Top advisory firms on Wall Street, including Morgan Stanley, Bank of America, and Citigroup, are turning to job cuts as the slump in IPOs and mergers deepens this year. Morgan Stanley, according to a source with knowledge of the plans, is set to eliminate approximately 3,000 positions by the end of June. These cuts equate to roughly 5% of the New York-based bank's workforce when excluding the financial advisors and support staff who will be spared in the cuts.

The banking and trading staff are expected to be impacted the most by the layoffs, as Bloomberg reported earlier. The pandemic's historic boom in deals was followed by a bust that began last year after the Federal Reserve started raising rates to hit the brakes on an overheating economy. IPOs, debt issuance, and mergers that feed Wall Street have all remained muted this year, with IPO volumes 74% lower than last year, according to Dealogic data.

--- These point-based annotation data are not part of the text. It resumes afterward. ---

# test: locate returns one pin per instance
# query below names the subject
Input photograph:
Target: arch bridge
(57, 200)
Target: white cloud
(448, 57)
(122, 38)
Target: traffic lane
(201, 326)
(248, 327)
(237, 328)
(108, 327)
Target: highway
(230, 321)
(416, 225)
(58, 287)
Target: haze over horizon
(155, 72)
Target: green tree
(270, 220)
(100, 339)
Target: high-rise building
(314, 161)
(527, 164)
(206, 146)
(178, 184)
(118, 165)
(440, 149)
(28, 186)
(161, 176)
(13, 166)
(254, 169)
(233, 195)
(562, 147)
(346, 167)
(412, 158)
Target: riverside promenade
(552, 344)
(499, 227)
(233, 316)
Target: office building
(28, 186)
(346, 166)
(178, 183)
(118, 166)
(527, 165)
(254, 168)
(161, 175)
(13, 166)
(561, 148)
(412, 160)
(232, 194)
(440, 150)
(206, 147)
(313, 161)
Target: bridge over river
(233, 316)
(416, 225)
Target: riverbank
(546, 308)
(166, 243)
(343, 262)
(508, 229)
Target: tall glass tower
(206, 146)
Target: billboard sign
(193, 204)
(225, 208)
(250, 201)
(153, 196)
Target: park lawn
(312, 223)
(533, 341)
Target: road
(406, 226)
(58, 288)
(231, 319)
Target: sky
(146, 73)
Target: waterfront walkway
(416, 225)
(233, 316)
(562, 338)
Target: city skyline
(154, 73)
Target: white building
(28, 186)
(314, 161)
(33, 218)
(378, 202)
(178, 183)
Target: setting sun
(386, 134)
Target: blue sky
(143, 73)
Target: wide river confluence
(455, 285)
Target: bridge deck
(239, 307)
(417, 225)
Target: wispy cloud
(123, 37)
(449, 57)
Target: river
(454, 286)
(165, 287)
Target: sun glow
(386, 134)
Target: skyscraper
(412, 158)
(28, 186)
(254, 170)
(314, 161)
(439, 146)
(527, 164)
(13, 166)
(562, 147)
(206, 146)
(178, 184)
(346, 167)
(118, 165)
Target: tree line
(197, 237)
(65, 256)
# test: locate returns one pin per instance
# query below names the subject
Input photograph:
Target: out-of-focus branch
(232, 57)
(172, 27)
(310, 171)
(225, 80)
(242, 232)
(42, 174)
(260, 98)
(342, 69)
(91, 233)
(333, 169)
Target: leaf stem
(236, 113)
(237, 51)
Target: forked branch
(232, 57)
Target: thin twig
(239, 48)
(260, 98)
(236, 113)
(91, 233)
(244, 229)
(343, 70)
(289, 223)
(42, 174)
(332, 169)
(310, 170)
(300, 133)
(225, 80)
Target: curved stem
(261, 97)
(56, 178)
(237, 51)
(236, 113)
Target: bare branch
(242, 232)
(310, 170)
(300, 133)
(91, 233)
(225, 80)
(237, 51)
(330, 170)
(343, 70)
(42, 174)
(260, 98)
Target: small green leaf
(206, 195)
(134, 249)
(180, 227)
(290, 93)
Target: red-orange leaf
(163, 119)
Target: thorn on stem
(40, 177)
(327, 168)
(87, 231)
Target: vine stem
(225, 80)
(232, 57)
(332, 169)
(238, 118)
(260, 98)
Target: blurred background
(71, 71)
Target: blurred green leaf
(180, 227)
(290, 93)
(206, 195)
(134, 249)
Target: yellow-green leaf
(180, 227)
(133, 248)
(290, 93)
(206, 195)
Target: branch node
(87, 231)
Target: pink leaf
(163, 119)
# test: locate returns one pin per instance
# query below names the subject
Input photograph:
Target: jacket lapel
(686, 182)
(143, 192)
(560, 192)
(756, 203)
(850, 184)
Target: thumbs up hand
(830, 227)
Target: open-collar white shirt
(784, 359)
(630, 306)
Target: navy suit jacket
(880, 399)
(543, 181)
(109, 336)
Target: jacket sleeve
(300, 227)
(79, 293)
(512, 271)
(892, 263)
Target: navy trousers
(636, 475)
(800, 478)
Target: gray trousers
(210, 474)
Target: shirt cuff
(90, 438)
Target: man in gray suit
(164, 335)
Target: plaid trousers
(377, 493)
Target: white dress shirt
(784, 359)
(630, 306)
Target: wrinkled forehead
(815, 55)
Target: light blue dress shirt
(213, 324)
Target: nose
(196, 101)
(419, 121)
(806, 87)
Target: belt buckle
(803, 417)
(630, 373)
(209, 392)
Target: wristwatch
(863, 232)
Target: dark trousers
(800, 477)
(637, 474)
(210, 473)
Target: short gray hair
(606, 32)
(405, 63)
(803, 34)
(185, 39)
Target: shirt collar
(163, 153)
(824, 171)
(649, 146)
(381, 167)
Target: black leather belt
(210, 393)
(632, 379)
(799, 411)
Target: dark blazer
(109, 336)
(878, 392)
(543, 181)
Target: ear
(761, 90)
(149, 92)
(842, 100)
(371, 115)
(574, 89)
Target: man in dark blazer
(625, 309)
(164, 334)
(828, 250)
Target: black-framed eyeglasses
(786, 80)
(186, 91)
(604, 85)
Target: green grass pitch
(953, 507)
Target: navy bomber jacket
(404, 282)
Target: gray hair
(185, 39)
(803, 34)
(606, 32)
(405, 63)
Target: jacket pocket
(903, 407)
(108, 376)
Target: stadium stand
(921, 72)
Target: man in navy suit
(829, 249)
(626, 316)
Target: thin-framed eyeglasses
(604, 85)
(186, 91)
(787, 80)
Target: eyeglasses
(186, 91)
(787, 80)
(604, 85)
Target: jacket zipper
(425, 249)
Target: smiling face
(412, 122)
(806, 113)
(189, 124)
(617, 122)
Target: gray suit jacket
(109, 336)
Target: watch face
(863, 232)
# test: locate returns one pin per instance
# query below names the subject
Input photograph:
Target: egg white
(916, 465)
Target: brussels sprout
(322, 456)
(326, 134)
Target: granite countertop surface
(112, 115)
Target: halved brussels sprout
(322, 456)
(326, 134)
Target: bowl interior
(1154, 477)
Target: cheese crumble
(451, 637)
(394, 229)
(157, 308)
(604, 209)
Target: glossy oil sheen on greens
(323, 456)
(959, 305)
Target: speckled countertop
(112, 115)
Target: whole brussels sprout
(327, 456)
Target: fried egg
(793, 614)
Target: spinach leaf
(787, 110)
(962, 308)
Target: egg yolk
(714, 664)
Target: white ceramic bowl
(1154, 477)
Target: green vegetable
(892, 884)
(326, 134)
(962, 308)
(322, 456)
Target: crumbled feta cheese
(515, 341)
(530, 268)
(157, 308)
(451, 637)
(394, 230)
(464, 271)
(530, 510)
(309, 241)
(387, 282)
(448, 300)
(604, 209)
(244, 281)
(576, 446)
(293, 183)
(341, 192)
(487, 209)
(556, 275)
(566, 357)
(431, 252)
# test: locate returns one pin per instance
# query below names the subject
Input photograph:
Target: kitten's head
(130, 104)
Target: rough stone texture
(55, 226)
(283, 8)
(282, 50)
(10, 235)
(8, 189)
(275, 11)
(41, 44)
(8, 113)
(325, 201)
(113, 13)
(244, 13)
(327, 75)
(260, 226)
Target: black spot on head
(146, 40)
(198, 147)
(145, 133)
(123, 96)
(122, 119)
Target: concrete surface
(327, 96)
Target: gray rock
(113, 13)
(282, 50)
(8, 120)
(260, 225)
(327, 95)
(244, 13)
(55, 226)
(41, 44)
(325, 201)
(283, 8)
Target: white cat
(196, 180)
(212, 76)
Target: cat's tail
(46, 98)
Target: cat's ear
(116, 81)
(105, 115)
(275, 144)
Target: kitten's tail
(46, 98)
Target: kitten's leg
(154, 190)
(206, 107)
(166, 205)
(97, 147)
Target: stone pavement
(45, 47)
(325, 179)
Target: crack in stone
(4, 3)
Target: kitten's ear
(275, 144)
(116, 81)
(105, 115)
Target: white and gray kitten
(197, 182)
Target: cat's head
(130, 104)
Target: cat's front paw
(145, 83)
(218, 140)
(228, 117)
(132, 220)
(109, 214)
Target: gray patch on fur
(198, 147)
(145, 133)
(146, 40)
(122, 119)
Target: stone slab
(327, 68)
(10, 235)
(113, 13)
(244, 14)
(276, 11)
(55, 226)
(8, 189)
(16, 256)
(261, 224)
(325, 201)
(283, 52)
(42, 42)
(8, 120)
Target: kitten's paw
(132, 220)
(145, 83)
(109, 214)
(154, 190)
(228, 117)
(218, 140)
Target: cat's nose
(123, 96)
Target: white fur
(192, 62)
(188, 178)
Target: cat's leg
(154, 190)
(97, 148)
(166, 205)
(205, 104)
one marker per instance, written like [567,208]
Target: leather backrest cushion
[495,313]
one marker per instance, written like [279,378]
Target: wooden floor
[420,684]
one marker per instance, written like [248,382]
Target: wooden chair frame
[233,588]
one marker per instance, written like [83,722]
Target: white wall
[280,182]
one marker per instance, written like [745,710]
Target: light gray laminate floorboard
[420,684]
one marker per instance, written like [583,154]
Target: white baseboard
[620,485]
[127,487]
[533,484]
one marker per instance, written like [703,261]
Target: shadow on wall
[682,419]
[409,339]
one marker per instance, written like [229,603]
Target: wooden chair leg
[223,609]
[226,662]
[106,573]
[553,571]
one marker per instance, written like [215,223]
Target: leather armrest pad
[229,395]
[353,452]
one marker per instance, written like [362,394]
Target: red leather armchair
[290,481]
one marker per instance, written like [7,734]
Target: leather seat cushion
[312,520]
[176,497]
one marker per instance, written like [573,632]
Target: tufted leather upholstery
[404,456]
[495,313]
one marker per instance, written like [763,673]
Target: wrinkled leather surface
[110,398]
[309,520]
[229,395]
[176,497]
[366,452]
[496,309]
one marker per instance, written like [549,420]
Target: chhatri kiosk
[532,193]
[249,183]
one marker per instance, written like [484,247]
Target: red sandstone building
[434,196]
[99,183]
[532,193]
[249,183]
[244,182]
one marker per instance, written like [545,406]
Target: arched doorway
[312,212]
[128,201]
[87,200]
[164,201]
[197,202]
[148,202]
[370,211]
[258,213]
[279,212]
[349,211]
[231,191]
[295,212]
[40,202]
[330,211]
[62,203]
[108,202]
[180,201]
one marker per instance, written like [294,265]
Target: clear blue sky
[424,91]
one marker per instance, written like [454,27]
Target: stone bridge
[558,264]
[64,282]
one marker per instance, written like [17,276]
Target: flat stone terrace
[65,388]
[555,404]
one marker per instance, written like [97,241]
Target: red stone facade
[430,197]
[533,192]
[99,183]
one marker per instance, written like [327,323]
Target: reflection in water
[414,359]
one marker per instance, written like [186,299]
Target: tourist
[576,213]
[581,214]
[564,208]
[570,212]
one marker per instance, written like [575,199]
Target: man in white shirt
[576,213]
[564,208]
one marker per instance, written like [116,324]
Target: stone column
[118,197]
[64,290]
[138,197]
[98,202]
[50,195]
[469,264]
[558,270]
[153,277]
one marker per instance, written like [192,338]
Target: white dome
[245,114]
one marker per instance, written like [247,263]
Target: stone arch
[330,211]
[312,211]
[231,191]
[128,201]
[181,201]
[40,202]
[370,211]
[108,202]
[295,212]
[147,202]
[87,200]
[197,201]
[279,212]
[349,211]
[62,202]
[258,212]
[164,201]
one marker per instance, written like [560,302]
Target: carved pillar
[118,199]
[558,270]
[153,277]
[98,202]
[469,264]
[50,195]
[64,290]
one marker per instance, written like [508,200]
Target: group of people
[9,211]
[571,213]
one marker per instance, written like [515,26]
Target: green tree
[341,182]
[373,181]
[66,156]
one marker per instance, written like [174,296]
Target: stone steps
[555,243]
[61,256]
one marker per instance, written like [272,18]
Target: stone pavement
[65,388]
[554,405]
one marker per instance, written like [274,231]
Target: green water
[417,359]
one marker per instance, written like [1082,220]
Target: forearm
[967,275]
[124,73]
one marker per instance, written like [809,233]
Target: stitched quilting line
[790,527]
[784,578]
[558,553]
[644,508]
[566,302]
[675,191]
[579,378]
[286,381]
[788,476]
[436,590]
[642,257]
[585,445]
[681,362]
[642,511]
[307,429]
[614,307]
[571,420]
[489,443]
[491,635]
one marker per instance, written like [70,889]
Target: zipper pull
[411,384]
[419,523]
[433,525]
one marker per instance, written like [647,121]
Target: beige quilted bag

Morgan Stanley's job cuts demonstrate that Wall Street is wrestling with expenses as the slump drags on for longer than expected. The bank already reduced about 2% of its workforce in December, as reported by CNBC. In particular, the rising costs and falling revenue in the firm's investment bank and wealth management division hurt profit margins.

The bank's moves aren't unique. The industry's job cuts began in September when Goldman Sachs reintroduced the practice of culling low performers. Nearly all the major Wall Street firms followed, and Goldman itself had to resort to another, deeper round of layoffs in January.

In recent weeks, Citigroup and Bank of America have cut a few hundred jobs each, relatively surgical cuts that should position the banks well when a rebound in deals finally arrives. Furthermore, Lazard, a top boutique advisor, has announced that it plans to cut 10% of its workforce this year due to restrained capital markets activity and wage inflation that pumped up salaries across banking.

In conclusion, the current job cuts on Wall Street suggest that the industry is grappling with expenses as the slump continues. It is expected that the job cuts will continue in the near future, and other top advisory firms may follow suit to weather the impact of the prolonged slump.